United States’ big budget cuts: Will the bite match the bark?


By Fred Barbash ,Reuters

WASHINGTON — Delays of four hours or more at airports. Exasperating wait times for people, and goods, crossing America’s borders.

Reduced paychecks for thousands of civilians employed by the Pentagon. The U.S. Coast Guard, crippled in its patrols of U.S. waters. Meat shortages, thanks to cutbacks in food inspections. Teachers of low-income children and special-education students losing their jobs. These are just samples of the possible consequences of impending across-the-board U.S. government budget cuts as described by officials in President Barack Obama’s administration. About the only thing missing is the closing of Washington’s popular Smithsonian museums, often the first casualty of past budget battles. A spokeswoman said they would remain on normal hours and achieve their savings by reducing or halting construction projects. No one doubts that cutting US$85 billion in federal programs under the automatic “sequestration” cuts scheduled to take effect at 11:59 p.m. on Friday (0459 GMT Saturday) will hamper the services they provide. The International Monetary Fund warned the cuts could slow the U.S. and world economies.

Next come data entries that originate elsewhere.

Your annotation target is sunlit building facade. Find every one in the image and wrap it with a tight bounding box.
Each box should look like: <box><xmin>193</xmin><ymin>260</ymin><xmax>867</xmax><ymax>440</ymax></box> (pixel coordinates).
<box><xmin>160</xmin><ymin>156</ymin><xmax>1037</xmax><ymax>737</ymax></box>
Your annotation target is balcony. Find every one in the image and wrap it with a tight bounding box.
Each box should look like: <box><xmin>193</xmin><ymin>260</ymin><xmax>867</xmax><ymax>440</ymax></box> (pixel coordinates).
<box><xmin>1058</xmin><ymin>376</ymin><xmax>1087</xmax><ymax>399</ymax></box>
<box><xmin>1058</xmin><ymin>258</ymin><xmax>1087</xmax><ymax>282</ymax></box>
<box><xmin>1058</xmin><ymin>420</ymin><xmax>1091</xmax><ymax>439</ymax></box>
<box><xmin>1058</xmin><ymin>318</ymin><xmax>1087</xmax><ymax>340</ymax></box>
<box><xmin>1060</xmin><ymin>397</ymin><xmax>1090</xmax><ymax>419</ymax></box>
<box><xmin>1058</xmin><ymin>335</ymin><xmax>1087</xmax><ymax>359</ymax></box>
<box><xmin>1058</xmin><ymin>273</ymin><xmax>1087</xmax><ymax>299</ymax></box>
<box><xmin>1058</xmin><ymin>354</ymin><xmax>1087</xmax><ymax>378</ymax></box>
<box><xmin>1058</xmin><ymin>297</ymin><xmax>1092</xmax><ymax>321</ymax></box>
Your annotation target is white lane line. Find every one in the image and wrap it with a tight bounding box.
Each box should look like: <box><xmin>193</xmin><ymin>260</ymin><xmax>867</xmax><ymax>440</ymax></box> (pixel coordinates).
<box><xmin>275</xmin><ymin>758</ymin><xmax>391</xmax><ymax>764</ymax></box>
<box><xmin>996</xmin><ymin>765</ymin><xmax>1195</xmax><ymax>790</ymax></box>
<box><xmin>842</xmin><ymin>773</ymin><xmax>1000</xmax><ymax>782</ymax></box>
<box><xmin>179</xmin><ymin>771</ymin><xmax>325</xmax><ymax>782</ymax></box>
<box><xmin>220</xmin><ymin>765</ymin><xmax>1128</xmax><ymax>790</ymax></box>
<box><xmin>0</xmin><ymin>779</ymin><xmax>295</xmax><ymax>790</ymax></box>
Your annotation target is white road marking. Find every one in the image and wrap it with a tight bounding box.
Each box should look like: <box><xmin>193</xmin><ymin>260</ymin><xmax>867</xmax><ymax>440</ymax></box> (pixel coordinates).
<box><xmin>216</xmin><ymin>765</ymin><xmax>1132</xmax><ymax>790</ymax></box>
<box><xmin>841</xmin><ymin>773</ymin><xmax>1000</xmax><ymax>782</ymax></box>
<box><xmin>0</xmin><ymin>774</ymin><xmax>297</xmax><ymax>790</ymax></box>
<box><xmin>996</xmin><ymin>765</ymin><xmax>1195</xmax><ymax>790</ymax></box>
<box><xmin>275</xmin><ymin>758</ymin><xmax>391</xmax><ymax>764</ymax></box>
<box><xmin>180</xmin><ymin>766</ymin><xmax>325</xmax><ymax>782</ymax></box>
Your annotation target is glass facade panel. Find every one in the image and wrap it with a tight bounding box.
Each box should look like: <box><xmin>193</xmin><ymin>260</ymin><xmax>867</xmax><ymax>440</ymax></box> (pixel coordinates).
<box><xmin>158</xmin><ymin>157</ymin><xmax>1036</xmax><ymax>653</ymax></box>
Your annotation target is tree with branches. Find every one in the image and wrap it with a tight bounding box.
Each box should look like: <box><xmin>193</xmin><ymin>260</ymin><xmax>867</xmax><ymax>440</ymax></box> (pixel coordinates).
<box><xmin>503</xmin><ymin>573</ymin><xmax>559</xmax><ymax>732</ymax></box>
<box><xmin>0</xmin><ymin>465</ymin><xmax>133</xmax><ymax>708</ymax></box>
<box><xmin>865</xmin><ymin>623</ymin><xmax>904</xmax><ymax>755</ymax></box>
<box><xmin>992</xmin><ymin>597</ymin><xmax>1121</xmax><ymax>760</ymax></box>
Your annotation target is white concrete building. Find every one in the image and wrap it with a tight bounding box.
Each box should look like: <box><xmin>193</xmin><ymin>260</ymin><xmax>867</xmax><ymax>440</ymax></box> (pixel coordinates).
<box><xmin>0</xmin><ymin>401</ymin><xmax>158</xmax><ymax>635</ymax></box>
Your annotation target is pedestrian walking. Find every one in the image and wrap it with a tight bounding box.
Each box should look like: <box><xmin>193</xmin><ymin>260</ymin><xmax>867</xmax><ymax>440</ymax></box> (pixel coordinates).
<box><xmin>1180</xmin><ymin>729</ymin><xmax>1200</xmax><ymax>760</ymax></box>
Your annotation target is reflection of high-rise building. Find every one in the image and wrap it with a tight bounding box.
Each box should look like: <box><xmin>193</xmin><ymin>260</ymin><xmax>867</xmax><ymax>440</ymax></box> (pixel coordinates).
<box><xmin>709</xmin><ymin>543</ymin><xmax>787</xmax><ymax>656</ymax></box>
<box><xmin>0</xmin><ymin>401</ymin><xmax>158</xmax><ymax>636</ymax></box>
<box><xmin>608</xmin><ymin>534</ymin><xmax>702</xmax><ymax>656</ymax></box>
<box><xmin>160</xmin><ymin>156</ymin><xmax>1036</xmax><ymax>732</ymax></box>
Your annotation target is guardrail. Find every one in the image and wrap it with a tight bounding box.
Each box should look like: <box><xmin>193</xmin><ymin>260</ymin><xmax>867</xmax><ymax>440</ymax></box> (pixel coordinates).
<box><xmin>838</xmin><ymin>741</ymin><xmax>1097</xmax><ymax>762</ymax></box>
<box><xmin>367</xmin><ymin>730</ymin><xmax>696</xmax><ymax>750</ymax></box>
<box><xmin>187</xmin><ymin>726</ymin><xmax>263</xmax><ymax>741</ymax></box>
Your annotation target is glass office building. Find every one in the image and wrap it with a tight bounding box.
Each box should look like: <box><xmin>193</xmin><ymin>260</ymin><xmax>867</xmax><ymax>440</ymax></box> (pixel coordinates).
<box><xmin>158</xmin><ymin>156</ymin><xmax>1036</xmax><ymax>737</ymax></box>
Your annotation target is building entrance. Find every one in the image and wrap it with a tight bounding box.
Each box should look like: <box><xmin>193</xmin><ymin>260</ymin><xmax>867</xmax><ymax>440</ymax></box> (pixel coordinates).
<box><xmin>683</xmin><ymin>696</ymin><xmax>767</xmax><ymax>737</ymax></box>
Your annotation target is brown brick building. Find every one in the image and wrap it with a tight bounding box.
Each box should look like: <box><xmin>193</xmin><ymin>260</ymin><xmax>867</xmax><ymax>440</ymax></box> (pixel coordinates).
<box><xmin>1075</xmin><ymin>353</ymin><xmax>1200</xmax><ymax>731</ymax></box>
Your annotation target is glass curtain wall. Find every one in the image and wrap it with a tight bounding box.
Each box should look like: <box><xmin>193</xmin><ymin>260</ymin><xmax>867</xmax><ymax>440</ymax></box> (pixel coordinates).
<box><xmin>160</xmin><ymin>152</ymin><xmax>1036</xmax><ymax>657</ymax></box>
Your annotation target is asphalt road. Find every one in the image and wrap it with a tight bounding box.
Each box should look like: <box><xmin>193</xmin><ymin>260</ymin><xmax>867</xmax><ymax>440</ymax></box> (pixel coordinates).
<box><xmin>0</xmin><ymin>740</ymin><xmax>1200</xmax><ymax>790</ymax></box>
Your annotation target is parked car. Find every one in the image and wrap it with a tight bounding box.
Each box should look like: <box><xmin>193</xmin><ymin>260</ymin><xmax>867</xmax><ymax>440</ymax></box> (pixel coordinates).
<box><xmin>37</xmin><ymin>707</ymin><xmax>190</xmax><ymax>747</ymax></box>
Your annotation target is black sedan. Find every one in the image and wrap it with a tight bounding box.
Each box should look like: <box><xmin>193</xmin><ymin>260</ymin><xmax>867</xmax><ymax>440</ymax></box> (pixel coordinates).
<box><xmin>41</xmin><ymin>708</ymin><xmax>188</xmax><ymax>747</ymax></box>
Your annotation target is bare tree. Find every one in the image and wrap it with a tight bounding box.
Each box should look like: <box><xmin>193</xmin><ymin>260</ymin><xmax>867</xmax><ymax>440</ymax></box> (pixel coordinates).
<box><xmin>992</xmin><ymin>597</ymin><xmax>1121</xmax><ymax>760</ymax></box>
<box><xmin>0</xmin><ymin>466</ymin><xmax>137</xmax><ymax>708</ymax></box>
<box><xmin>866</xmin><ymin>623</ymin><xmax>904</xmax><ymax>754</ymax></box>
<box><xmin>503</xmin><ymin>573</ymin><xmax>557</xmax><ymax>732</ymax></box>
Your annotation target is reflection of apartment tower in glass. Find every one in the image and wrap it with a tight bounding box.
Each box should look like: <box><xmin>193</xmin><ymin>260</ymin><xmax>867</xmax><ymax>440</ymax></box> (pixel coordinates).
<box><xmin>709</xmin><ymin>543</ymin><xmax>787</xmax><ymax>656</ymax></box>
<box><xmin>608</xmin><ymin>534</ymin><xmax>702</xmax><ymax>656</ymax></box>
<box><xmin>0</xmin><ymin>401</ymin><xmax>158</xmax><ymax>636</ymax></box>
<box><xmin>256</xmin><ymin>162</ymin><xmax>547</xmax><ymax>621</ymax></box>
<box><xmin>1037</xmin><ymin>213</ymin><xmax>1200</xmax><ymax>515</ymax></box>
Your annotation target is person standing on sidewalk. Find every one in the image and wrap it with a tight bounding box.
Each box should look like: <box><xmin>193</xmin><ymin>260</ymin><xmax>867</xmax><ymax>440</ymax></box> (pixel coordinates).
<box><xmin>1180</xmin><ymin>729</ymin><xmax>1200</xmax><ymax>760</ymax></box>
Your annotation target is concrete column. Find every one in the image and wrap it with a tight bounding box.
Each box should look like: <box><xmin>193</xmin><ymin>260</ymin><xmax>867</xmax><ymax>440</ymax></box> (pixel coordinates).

But the precision of the predictions from Cabinet officials at White House briefings has become a source of political controversy. Obama’s press secretary, Jay Carney, spent much of Thursday’s briefing fending off reporters’ suggestions the administration was exaggerating, a sign perhaps of the risk the White House is taking by making the forecasts. “There are going to be delays as a result of a reduction in man-hours and personnel among our air-traffic controllers,” Carney said. “That’s a fact. And I hope you keep that in mind when you’re on your next commercial flight, and you’re delayed if that does, in fact, come into effect.” But at congressional hearings, officials have acknowledged less certainty and more nuance than reflected in worst-case scenarios at the White House. “The Coast Guard will reduce its presence in the Arctic by a third,” Homeland Security Secretary Janet Napolitano declared at a White House briefing on Monday. “We will curtail our air and surface operations by more than 25 percent, affecting management of the nation’s waterways, as well as fisheries enforcement, drug interdiction and migrant interdiction.” But a day later, Vice Admiral Peter Neffenger, deputy Coast Guard commandant for operations, told a House of Representatives subcommittee that such “front-line operations” would be the “last place that I will go for cuts.” Jason Furman, special assistant to Obama for economic policy, told a briefing on Monday that the numbers provided were based on past experience with cutbacks and were “scrubbed” to be as accurate as possible.

But he added: “In some cases it could be a little better. In some cases, it could be a little worse, depending on how you reprioritize your money.” The full brunt of the automatic cuts will be borne over seven months and Congress can stop them at any time if the two parties agrees on how to do so.

Safety Net Untouched The amount of money being cut is indeed significant: roughly US$85 billion from about 30 percent of the programs funded by the government. The sequestration plan enacted by Congress in August 2011 left the rest of the US$3.7 trillion U.S. budget untouched, including the Social Security program for retirees and the Medicare and Medicaid health insurance programs for seniors and the poor.